The 12-point bill of rights is meant to inform homeowners of timelines such as one requiring insurance companies to acknowledge a claim within 14 days of being filed. Additionally, insurers must within 30 days of receiving a proof-of-loss statement, confirm a claim is covered, partially covered or denied. Within 90 days, insurers must either pay the claim in full or in part or deny the claim.
The bill of rights also advises policyholders what they need to do in case they have property damage, including that they should contact their insurer before hiring a contractor.
Insurance Consumer Advocate Steve Burgess said the purpose is to inform policyholders about the claim and repair process in plain language, thereby giving them more control and making them less at the mercy of insurers and contractors.
“Not everybody will use it but a large group will be more empowered and less intimidated,” said Burgess.
While Atwater and his allies have been declaring victory, some who participated in crafting the bill walked away disappointed in an outcome that created no new legal rights for homeowners or insurers.
What seemed at first a rather non-controversial piece of legislation turned into a heated debate over a so-called “assignment of benefits” provision.
Under this provision, homeowners can sign over their financial rights to be paid for a claim so that instead the payments are made directly to a contractor making repairs instead of to the homeowner.
The contractor also assumes the policyholder’s legal right to dispute a claim and file suit against an insurer. If the contractor prevails in court, in addition to the insurer having to pay the claim, it must also pay the contractor’s legal bills.
From insurers’ point of view, this has created a cottage industry where trial lawyers and contractors work to maximize the monies they can receive from insurers regardless of the real cost of the claim.
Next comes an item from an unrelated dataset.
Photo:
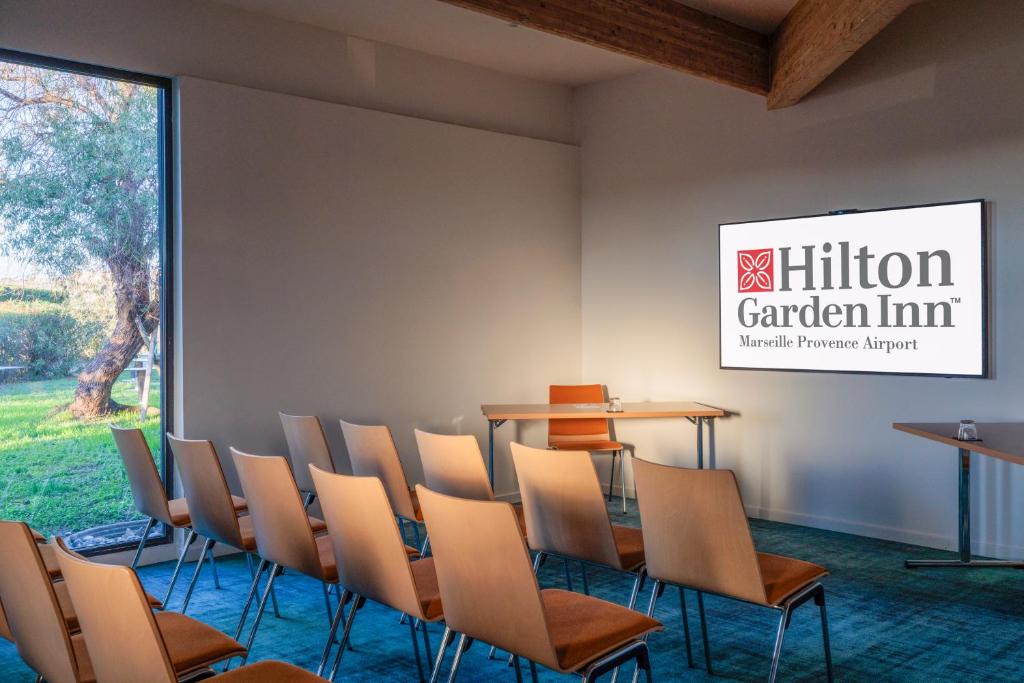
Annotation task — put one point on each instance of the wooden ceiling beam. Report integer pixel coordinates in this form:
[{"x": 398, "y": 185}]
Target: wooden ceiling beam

Personal Insurance Federation of Florida Executive Director Michael Carlson said that is a major reason his association supported doing away with the assignment of benefits.
“What we are seeing under assigned benefits is unscrupulous contractors who tell homeowners that in order to get repairs they have to sign a form signing away their rights,” said Carlson. “Then the vendor will inflate the claims costs then tell the insurer you owe us this much or we will sue you.”
Carlson said that in addition to increasing claims costs and unnecessary litigation, the assignment of benefits practice keeps consumers in the dark about their own claims. For example, he said, policyholders have had lawsuits filed on their behalf without their knowledge.
Given the circumstances, Carlson said that the assignment of benefits provision should be limited to allowing a contractor to be paid by the insurer for the work agreed to under a covered claim. “This gives the consumer the ability to say to the insurer, here is the insured loss, here is the work they have done, now you can pay them,” said Carlson.
Even some contractors favored assignment of benefits reform.
Florida Roofers, Sheet Metal and Air Condition Contractors Association Legislative Counsel Cam Fentriss said that unlike many other contractors, the FRSA supports some changes in the assignment of benefits.
“We just think it is over-reaching, after all it is the property owner that has contracted with the insurer not us,” said Fentriss.
Fentriss said that the FRSA would rather make the property owner and contractor co-payees so that the two parties would have to negotiate a price before a claim check is cashed.
Disagreements over the assignment of benefits provision threatened to undermine the whole bill. As a result, lawmakers instead approved a bill that did little to reform the law.
“It is much harder to change things than maintain the status quo,” said Fentriss.
Florida Association of Insurance Reform Executive Director Jay Neal is among those who are disappointed.
“We found the process to be superficial at best,” said Neal. “To call something a bill of rights should be comprehensive and it is not.”
“The question is whether or not we get another bite of the apple,” said Neal.
Burgess acknowledged that this year’s effort to achieve a “bill of rights” was tougher than he expected. But, he said, he is not giving up.
“I believe we will get another chance next year,” said Burgess about the assignment of benefits. “What I intend to do is to build a better case for it.”